I am such a loser.

I (17M) suck at everything in life. I just sit around do nothing and complain and complain. Like I have some kind of hard life.

Like i'm so f*cking spoiled and lazy it's unbelievable. Why the hell should I live? No one needs to endure my bullshit. I wish I could die!

I'm a coward walking away from every responsibility in my life.

I think I will start starving myself again even if it makes no sense. It makes me even a worse loser and spoiled useless brat and burden on everyone.

Do I want to get attention by starving myself or something?

Like I should just d*e.

Like I should just stand up and do things and change.

It's my fault I don't change. I'm the useless piece of s*it human being.

I should d*e.

Like why can't I even get myself to shower or brush my teeth. Like I can stand up to go to the toilet and shit, but I can't f*cking pull my lazy spoiled useless evil self up to just shower or brush my teeth.
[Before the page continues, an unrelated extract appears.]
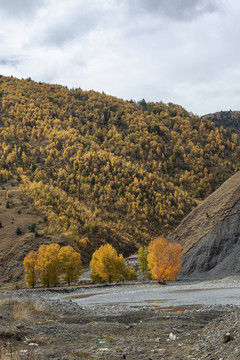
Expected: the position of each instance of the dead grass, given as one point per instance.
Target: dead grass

Like i'm purposefully lazy.

Like I deserve every pain in this world.

Yeah people say I should get therapy but i'm too weak for therapy because for therapy you need to be able to do something and not be me.

Like I try and am in therapy like i'm in a mental hospital right now but I still suck.

Don't even get up and convince myself to take my meds because oh i'm ashamed of people looking at me weird how pathetic.

My life is just a pathetic waste of space.